Administration decision to include war funding in automatic cuts riles GOP
Republicans in Congress are up in arms over the Obama administration’s decision to include funding for the war in Afghanistan in the automatic cuts to defense spending that are set to begin in 2013.
Administration officials say the war funding has to account for part of the cuts under the law, but the top Republican on the Armed Services Committee says the money dedicated to Overseas Contingency Operations (OCO) was never intended to fall under the budget axe.
{mosads}”I am disappointed the president has made this choice, since there is no clear mandate for it in the law,” House Armed Services Chairman Buck McKeon (R-Calif.) said in a statement.
“Of course now, more than ever it is the troops on the front lines in Afghanistan who will bear the brunt of sequestration,” McKeon said. “If our forces on the front line are truly going to have to do with less body armor, fewer medevacs, and less ammunition he owes it to them to offer a credible way out of the pending disaster.”
Funding for the war has become the latest battleground in the increasingly acrimonious fight over the $500 billion across-the-board cut to defense that was set in motion by last summer’s debt-ceiling deal, known as the Budget Control Act (BCA).
Officials at the Office of Management and Budget (OMB) said Friday the decision was not up to them because there was no exemption for preserving the war funding in the law.
“The question really is, was there anything in the statute that provides an exemption for the OCO funding, and we couldn’t find anything,” an OMB official said.
The Budget Control Act established punitive cuts to both defense and non-defense spending if a supercommittee tasked with finding more than $1 trillion in deficit reduction failed.
The sequestration cuts were designed to be harmful enough to force a deficit deal, but the supercommittee still failed to reach one, setting in motion the $500 billion in defense cuts over 10 years.
The issue has become a political football, with Republicans blaming Obama and Democrats for not trying to undo the cuts that both parties say would be terrible for the military.
McKeon has increasingly amped up his rhetoric this year, urging the issue to be addressed immediately, even though most people don’t expect sequestration to be altered by Congress until after the November elections due to deep disagreements between the parties about how to reduce the deficit.
While Defense Secretary Leon Panetta has said sequestration would be “devastating,” he’s also indicated that the Pentagon is not doing any planning for the cuts yet — a tactic that Republicans have lambasted.
The news that the war funds would fall under sequestration was a surprise.
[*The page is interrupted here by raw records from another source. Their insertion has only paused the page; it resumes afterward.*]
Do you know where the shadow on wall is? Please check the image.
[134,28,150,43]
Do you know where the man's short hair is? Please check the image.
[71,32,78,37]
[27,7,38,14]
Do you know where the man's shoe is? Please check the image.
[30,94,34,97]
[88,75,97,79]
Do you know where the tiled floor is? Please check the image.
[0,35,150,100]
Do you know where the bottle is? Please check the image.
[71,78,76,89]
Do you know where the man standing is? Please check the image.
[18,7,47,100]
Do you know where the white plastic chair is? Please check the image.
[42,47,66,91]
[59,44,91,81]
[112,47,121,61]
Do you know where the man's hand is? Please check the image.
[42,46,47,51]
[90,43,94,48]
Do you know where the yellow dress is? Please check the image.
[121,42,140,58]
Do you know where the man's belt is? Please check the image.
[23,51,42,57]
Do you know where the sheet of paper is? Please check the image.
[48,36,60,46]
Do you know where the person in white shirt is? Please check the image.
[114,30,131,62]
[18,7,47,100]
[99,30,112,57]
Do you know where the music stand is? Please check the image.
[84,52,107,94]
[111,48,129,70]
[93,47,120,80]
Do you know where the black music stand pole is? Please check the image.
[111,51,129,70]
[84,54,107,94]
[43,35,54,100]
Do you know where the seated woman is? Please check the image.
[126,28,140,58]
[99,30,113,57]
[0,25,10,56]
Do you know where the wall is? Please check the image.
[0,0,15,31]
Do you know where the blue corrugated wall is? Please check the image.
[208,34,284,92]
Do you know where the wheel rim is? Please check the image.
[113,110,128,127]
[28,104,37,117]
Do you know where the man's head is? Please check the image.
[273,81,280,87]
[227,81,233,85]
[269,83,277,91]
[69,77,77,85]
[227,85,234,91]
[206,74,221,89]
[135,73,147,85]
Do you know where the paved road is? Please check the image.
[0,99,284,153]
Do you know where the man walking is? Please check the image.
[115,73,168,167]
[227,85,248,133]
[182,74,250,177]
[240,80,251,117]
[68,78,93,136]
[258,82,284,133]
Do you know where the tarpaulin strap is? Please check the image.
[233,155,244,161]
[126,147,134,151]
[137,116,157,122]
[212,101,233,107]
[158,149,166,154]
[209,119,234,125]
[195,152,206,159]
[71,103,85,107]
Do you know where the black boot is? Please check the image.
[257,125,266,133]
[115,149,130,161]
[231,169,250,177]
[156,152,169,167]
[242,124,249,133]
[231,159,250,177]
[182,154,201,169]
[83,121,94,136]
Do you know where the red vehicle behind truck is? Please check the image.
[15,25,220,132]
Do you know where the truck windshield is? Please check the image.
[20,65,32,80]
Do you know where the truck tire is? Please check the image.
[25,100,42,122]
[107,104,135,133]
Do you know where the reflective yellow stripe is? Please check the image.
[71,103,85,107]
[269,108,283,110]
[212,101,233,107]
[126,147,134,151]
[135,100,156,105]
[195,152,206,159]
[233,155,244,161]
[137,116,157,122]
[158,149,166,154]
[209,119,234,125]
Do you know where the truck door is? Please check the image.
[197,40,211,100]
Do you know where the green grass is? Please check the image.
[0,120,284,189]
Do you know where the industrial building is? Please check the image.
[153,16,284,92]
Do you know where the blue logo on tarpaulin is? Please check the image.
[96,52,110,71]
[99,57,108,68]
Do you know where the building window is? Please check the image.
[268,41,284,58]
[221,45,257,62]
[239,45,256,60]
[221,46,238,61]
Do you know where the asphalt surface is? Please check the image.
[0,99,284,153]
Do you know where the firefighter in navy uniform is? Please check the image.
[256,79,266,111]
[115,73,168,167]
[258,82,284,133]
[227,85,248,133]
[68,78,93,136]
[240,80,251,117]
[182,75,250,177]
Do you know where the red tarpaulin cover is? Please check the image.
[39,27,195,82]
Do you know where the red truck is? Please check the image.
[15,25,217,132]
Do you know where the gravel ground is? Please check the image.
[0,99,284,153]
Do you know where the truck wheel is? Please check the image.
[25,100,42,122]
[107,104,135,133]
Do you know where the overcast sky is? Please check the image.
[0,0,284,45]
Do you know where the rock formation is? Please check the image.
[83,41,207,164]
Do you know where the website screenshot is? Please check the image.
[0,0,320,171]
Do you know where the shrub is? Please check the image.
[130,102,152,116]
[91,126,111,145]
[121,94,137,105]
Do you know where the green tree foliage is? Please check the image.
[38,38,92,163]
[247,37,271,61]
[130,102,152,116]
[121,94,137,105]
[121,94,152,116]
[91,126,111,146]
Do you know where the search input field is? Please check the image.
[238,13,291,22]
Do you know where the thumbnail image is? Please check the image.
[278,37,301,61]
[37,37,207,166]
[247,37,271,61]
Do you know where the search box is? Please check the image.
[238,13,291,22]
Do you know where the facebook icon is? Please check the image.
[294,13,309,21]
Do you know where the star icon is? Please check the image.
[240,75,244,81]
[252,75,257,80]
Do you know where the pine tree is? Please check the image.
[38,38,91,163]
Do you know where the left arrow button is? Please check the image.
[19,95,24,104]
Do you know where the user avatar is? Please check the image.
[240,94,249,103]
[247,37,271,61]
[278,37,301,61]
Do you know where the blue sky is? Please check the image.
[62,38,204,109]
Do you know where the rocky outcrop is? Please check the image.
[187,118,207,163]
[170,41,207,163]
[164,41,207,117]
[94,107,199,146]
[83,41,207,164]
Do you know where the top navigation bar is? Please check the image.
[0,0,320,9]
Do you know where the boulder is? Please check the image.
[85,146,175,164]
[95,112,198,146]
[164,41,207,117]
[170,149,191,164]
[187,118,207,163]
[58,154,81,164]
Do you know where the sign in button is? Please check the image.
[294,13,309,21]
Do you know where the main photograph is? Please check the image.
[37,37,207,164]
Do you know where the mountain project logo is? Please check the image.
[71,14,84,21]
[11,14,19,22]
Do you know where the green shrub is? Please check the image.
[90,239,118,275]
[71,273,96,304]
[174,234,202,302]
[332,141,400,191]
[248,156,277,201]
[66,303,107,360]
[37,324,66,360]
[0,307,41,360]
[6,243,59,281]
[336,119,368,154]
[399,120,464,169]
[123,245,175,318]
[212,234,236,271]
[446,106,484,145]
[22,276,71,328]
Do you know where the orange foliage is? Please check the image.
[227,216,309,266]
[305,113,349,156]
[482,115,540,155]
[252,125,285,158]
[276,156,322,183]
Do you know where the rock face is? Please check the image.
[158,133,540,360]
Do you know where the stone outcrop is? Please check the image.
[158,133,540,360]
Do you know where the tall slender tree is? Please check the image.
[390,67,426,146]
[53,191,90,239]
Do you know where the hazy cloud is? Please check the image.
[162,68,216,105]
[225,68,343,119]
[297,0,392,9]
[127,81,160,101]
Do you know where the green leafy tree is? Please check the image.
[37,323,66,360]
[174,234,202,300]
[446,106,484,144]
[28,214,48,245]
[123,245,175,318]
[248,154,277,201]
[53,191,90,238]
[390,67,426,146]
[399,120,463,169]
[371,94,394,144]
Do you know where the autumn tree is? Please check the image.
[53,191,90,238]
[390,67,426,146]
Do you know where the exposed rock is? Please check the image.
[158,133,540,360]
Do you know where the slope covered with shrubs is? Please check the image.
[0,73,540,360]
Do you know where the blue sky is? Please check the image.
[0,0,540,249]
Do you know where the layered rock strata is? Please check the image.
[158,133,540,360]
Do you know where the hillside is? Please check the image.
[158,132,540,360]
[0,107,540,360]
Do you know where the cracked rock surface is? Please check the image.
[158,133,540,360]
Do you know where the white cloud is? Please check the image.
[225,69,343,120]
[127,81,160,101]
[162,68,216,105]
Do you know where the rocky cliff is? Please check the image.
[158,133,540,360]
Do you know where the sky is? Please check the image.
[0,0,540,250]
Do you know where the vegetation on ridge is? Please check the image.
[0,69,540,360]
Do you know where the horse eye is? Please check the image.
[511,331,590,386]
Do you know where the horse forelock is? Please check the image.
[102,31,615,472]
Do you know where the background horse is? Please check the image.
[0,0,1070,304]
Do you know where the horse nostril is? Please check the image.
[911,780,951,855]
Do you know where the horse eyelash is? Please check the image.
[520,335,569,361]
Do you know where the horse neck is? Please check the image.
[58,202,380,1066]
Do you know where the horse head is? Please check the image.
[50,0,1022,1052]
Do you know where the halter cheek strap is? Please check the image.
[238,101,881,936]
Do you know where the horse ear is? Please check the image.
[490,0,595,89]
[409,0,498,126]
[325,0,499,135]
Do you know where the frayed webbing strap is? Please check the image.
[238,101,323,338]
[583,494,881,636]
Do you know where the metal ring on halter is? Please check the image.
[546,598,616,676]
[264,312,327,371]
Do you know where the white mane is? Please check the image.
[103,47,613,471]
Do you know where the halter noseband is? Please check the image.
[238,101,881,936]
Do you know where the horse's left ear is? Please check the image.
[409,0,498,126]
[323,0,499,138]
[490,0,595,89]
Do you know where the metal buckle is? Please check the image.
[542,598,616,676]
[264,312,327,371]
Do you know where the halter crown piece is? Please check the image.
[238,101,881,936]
Last November, Panetta sent a letter to Senate Armed Services ranking member John McCain (R-Ariz.) assuring him that the war funding would not be affected.
But OMB acting Director Jeffrey Zients wrote House Budget Chairman Paul Ryan (R-Wis.) last week informing him that OCO was, in fact, included under sequestration, contradicting the Pentagon’s previous statement.
A Pentagon spokeswoman said this week that the department’s initial reading of the BCA was incorrect, and the Pentagon had changed its position “upon further review of the law and after consulting with OMB.”
Mackenzie Eaglen, a defense analyst at the conservative-leaning American Enterprise Institute, said that Panetta’s letter left the impression on Capitol Hill and in the defense industry that OCO funds were not part of sequestration.
“The accepted understanding around Washington has been that OCO funding is exempt, and for a good reason,” Eaglen said.
The Budget Control Act mandated that the cuts had to be across-the-board and the same percentage to every budget account, which many experts say is the worst part of the law.
The debate over whether war funding is part of that stems from a line in the BCA that says the spending caps would be adjusted so OCO funding does not affect them.
To GOP congressional aides, that language was ambiguous and could be interpreted as saying OCO would not be affected by the spending cuts. They received budget briefings that offered different answers about war funding and sequestration, the aides said.
But OMB officials say they don’t have that discretion because the law makes no mention of exempting the war funding from sequestration.
Todd Harrison, an analyst at the Center for Strategic and Budgetary Assessments, said that he believed there was no ambiguity in the law. He said the confusion has stemmed from the “loophole” that OCO funding did not change the Budget Control Act spending caps — which Congress used last year to get around the spending caps by moving money from the base budget to the war budget.
The war budget is just one of a number of unresolved issues surrounding sequestration exemptions. OMB ruled in April that Veterans Affairs was exempt from sequestration, and the president was given explicit discretion in the law to exempt military personnel accounts from the automatic cuts.
The Pentagon says it will likely have to start planning for sequestration later this summer, at which point the administration will have to start explaining in more detail how the across-the-board cuts will work.
“OMB is the boss here, even though Congress wrote the law,” Eaglen said. “It’s vague in some parts, and purposely ambiguous in some pieces.”